Anyone who has been paying attention to 401(k) plan litigation these past several years knows that a common trigger—perhaps the most common trigger—for litigation is the presence of company stock in the plan; more specifically, the presence of company stock that has sharply declined in value. Indeed, one has only to look at the two-month period following the struggle to contain the current oil spill in the Gulf of Mexico and the number of litigants and potential litigants circling the BP 401(k) plans to appreciate just how much more aggressive the plaintiffs’ bar has become in pursuing such actions.
That said, those who have been paying attention to how these cases have played out in court are doubtless aware that many, perhaps most, are not coming to trial at all. Rather, they have been dismissed with what, IMHO, is startling regularity, due to a “presumption of prudence.”
Now, one needn’t scour ERISA’s text to discern the boundaries of this legal construct; indeed, that would be a futile effort. Rather, it is a concept gleaned by the courts (and subsequently enshrined in legal precedent) from their understanding of the black letter of the law. It is a concept that found its footing in a 1995 case called Moench v. Robertson.
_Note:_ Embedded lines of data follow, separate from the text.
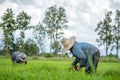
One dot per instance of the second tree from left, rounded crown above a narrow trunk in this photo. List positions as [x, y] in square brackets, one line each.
[22, 24]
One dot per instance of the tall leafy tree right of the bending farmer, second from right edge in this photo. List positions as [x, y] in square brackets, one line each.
[104, 29]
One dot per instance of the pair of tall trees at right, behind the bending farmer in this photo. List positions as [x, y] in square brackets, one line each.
[108, 31]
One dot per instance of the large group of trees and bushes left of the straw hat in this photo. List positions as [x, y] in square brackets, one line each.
[51, 27]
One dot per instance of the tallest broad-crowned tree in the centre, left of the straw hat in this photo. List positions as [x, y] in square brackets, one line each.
[55, 20]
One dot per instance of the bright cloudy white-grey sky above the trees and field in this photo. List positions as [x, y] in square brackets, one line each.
[83, 15]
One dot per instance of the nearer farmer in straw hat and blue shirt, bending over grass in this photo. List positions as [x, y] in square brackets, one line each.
[85, 53]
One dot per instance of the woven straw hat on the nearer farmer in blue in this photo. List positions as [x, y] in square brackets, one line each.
[68, 43]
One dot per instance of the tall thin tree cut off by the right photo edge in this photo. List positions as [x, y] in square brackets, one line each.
[116, 31]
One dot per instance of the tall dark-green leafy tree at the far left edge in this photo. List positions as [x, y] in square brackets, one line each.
[8, 27]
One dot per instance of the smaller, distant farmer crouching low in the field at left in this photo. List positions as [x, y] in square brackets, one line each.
[19, 57]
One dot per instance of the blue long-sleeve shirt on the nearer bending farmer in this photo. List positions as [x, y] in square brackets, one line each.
[81, 50]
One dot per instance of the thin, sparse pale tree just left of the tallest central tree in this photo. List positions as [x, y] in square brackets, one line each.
[40, 36]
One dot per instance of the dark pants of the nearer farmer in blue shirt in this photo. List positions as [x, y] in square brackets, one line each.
[95, 60]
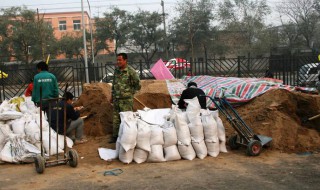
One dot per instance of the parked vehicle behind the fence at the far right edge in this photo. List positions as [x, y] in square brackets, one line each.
[308, 75]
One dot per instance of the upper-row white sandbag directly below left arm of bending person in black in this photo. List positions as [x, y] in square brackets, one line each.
[182, 128]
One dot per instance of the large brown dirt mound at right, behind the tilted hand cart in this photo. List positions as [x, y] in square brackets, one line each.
[279, 114]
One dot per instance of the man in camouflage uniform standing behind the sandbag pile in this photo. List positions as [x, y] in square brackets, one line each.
[125, 84]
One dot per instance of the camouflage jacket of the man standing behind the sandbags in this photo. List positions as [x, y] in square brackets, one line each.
[125, 83]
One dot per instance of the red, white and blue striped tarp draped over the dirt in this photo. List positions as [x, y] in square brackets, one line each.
[235, 90]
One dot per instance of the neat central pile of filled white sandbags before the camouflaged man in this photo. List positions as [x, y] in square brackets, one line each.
[170, 134]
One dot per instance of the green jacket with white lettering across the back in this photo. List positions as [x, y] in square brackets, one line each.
[49, 86]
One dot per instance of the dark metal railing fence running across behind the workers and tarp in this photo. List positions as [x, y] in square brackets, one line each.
[287, 69]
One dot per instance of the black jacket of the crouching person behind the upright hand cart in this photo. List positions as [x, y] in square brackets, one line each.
[59, 110]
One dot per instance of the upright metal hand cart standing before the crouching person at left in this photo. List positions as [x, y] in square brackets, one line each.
[71, 157]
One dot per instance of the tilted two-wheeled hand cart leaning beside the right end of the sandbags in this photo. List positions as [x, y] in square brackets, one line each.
[245, 136]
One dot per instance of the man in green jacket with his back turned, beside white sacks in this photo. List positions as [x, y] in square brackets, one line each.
[49, 85]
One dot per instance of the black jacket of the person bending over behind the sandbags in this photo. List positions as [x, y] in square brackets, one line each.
[190, 93]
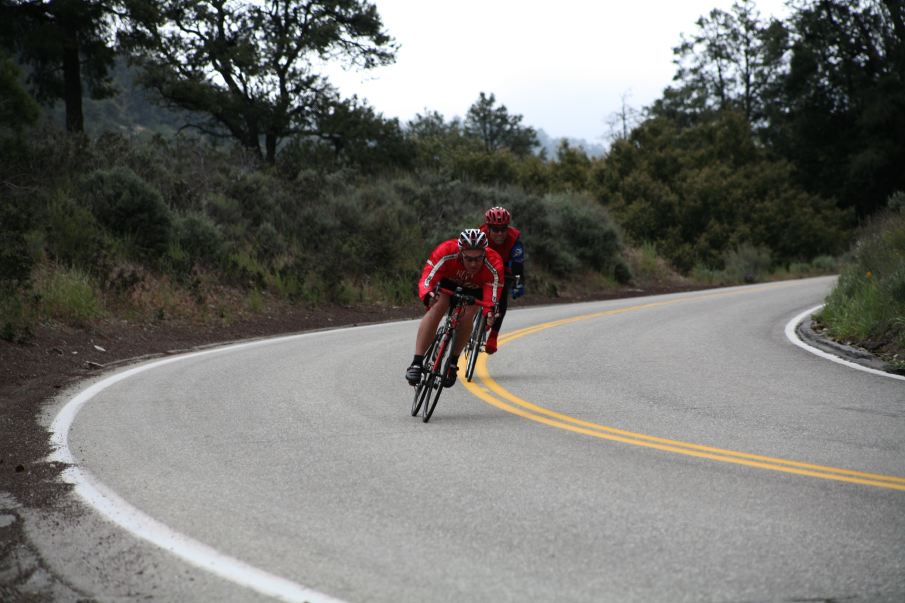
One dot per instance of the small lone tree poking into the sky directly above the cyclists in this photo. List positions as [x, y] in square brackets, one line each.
[497, 128]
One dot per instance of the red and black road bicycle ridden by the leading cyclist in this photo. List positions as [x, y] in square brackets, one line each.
[439, 353]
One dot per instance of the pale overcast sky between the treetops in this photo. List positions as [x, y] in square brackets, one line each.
[563, 65]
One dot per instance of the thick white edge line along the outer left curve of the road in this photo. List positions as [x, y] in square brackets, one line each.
[109, 504]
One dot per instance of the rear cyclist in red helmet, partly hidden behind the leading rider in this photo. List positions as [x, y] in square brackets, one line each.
[505, 240]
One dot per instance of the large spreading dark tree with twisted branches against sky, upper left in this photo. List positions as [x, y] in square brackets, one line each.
[252, 66]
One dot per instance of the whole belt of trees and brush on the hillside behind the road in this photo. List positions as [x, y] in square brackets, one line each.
[759, 162]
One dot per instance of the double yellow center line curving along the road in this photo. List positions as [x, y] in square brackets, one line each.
[491, 392]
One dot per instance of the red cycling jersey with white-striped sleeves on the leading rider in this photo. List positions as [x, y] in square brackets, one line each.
[446, 263]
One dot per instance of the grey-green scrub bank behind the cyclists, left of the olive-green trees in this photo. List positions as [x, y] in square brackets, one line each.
[160, 229]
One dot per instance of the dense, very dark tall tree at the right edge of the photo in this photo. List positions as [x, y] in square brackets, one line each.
[844, 100]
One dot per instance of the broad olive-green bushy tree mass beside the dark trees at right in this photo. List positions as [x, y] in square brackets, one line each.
[698, 192]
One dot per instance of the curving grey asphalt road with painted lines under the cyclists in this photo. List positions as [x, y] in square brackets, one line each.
[676, 448]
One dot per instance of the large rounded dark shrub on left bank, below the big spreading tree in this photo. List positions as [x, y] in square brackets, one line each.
[129, 207]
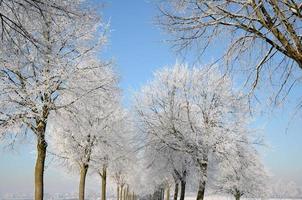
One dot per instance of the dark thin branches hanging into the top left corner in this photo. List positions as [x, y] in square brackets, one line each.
[15, 15]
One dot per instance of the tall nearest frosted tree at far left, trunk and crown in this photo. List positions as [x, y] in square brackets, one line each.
[33, 81]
Now, in that case, as in many of the new generation of “stock drop” cases (drawing their name from the fact that the action arises after the value of the stock drops), a plan participant sued a plan committee for breaching its fiduciary duty based on its continued investment in employer stock after the employer's financial condition “deteriorated.” The Moench court (the 3rd Circuit) affirmed the duty of prudence, but looked to ERISA’s diversification requirement and the allowances made for employer stock holdings in an employee stock ownership plan (ESOP), and saw there a rebuttable presumption that an ESOP fiduciary that invested plan assets in employer stock acted consistently with ERISA (bearing in mind that, since Moench dealt with an ESOP, the plan document itself called for investment primarily in employer securities).
Now, I will admit to being something of a strict constructionist in my interpretation of the law. I am suspicious of those who manage to, through some jurisprudential alchemy, wrest unexpected (and likely unintended) legal conclusions by reading between the lines of the letter of the law. Further, I am generally distrustful of a process that builds on those kinds of legal “extensions” to base future determinations that are, IMHO, often far afield from the intentions of the law itself. After all, once you have established that 2 + 2 = 5, how hard is it to argue that 2 + 5 = 10?
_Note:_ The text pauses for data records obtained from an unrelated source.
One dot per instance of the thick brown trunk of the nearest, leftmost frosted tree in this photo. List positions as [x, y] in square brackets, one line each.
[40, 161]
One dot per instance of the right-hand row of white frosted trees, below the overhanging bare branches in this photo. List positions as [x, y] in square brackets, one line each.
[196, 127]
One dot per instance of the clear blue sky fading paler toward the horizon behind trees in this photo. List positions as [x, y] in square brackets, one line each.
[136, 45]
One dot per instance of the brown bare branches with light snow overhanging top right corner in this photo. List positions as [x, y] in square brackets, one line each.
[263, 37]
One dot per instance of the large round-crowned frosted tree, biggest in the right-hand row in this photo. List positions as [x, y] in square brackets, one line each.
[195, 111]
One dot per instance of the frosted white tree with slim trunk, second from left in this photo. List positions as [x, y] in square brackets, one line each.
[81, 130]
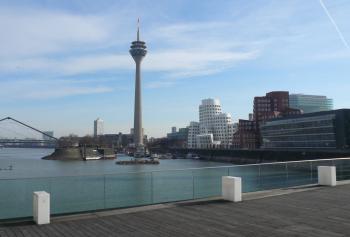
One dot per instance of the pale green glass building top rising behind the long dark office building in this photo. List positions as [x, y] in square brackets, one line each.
[310, 103]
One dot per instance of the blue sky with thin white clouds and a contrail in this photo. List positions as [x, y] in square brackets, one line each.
[65, 63]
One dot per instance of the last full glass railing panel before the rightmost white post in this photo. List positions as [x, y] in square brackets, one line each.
[299, 173]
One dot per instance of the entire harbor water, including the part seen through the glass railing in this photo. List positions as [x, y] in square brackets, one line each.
[80, 186]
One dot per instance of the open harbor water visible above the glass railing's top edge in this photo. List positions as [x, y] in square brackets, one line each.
[27, 163]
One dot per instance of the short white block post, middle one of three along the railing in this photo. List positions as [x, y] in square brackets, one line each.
[232, 188]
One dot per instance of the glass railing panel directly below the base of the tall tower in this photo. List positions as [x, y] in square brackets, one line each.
[123, 190]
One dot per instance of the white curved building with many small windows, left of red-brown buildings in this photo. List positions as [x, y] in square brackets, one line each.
[215, 128]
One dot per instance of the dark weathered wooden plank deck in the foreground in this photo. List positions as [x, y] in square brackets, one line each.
[318, 212]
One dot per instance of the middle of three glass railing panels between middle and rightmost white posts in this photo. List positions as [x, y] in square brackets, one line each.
[273, 176]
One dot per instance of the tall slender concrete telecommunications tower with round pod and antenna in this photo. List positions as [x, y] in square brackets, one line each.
[138, 52]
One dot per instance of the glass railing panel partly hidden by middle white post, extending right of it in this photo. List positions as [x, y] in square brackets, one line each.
[250, 177]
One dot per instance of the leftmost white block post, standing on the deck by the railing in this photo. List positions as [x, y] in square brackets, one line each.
[41, 207]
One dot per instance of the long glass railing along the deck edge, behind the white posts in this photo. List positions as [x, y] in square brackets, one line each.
[72, 194]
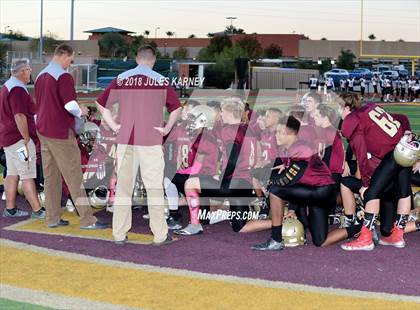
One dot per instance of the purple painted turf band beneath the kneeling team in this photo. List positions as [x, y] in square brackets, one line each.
[220, 251]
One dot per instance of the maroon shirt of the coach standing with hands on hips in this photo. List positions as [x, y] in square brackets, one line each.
[141, 94]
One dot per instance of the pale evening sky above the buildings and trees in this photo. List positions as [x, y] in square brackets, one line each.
[334, 19]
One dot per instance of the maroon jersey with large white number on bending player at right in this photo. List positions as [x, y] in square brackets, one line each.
[372, 130]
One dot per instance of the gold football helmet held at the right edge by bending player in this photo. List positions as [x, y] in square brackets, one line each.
[407, 151]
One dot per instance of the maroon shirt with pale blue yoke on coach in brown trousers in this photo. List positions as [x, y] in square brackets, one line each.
[54, 87]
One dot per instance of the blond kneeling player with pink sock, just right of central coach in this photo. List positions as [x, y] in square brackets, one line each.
[234, 181]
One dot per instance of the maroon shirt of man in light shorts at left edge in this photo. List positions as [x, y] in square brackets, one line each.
[15, 99]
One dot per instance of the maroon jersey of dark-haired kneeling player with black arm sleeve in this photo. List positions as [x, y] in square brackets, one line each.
[316, 173]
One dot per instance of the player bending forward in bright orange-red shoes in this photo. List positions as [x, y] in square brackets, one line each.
[372, 132]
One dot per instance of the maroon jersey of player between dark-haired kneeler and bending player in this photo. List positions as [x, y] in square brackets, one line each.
[331, 148]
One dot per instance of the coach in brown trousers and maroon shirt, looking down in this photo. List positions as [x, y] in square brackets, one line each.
[57, 110]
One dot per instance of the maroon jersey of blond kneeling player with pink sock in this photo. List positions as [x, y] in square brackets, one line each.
[231, 134]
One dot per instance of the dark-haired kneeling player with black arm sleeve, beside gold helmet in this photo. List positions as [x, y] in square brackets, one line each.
[305, 180]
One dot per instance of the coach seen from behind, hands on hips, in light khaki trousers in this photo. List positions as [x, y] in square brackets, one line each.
[141, 94]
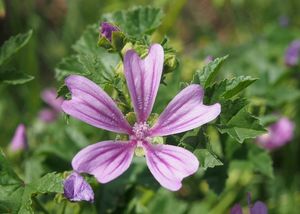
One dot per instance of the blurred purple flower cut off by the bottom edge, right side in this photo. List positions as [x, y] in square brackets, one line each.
[258, 207]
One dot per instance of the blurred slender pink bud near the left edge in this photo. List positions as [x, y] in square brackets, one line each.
[19, 141]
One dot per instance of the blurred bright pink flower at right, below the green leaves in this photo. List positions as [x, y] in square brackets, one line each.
[279, 134]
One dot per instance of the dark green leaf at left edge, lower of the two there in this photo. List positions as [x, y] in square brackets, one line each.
[13, 77]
Ironically—certainly in view of how the resulting Moench presumption has proven to be a powerful force in dismissing many of the stock drop cases at the pleading level—though the 3rd Circuit found a presumption of prudence, it reversed summary judgment for the committee/defendants because the facts alleged (precipitous drop in stock prices, committee members' knowledge of the impending collapse, and their conflicted loyalties as corporate insiders and fiduciaries), if proven, could overcome the presumption. And that finding came in the context of an ESOP, a plan design that, if not exempt from ERISA’s fiduciary strictures, would certainly seem to warrant a certain reasonable amount of fiduciary deference in the decision to hold employer stock.
That said, today the law of the land would seem to lie squarely on the side of plan fiduciaries who continue to hold out employer stock as a plan investment, come hell or high water (literally, in some cases). In effect, this “presumption of prudence” seems to have become a magic talisman against which no claim of malfeasance can be successfully alleged, much less established, simply because the courts have discovered (a cynic might say created) a presumption that holding employer stock is appropriate.
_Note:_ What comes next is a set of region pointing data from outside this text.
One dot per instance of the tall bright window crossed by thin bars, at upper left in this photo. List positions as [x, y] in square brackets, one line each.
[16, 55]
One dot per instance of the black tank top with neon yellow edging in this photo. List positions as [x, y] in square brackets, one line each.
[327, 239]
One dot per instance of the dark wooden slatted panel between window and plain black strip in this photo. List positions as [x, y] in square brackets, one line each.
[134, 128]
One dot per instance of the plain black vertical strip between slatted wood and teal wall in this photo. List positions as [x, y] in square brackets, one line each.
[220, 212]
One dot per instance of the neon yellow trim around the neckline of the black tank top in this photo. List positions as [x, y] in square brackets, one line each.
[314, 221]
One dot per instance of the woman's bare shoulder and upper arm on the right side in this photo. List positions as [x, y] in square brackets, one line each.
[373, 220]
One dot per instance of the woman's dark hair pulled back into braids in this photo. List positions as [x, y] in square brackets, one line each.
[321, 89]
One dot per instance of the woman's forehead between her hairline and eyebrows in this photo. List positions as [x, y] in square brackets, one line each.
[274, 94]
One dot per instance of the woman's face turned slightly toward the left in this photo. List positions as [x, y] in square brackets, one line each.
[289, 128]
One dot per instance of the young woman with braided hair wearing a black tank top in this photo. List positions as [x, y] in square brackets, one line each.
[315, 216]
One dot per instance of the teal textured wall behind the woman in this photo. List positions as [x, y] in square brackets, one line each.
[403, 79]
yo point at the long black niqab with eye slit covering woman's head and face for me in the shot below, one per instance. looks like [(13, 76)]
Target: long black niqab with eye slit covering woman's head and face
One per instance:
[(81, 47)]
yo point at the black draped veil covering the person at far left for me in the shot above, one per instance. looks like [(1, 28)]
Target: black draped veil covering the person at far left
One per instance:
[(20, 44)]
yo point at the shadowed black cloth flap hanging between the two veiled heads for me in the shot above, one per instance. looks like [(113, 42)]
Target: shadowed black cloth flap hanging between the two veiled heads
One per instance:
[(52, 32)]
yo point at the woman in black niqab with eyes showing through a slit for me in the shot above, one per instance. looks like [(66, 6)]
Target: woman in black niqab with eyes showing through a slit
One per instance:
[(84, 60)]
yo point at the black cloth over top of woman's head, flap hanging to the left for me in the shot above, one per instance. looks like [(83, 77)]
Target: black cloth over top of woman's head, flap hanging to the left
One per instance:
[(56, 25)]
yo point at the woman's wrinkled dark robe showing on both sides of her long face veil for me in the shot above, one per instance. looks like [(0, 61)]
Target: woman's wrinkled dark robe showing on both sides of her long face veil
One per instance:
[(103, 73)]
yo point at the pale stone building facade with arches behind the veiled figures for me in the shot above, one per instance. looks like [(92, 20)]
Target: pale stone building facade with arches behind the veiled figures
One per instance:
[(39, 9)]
Plan fiduciaries have long been tempted by the allure of placing employer stock in these programs, and plan participants have, in large part, responded favorably1. Frankly, I find the rapaciousness of the plaintiffs bar on such matters to be unseemly at best—some downright unscrupulous—and many of the so-called “investigations” are nothing more than a fig-leaf-cloaked excuse to troll for potential litigants. Disaster can befall the best of firms, and stock prices sometimes tumble for reasons that have nothing to do with the fiduciary management of these plans.
That doesn’t mean that plan fiduciaries can pretend that they do not know things they clearly know as corporate fiduciaries; nor, as a recent amicus brief filed by the Labor Department on the broadening application of the Moench decision states, should the securities laws “immunize fiduciaries who knowingly incorporate false SEC filings into participant communications from liability under ERISA” (see “Solis Argues for Stock Drop Case Law Change”).
In this day and age, a plan fiduciary unable to see the potential for employer-security-related litigation is perhaps unworthy of the role; and, IMHO, a dual-role plan/corporate fiduciary unable to appreciate the potential for a conflicted duty vis-à-vis his or her responsibility to the retirement plan is living in a state of active denial.
As for those not yet targeted by litigation, thus far the courts may have presumed that plan fiduciaries are entitled to a certain deference in such matters—but, IMHO, that’s stretching the letter of the law.
—Nevin E. Adams, JD
1 Nor, as some like to posture, are participants necessarily bludgeoned into investing disproportionately large sums of their retirement savings there. Sure, the match accounts for some, and perhaps displaced loyalty some more, but I have found that participants are simply more familiar—and comfortable—with that option.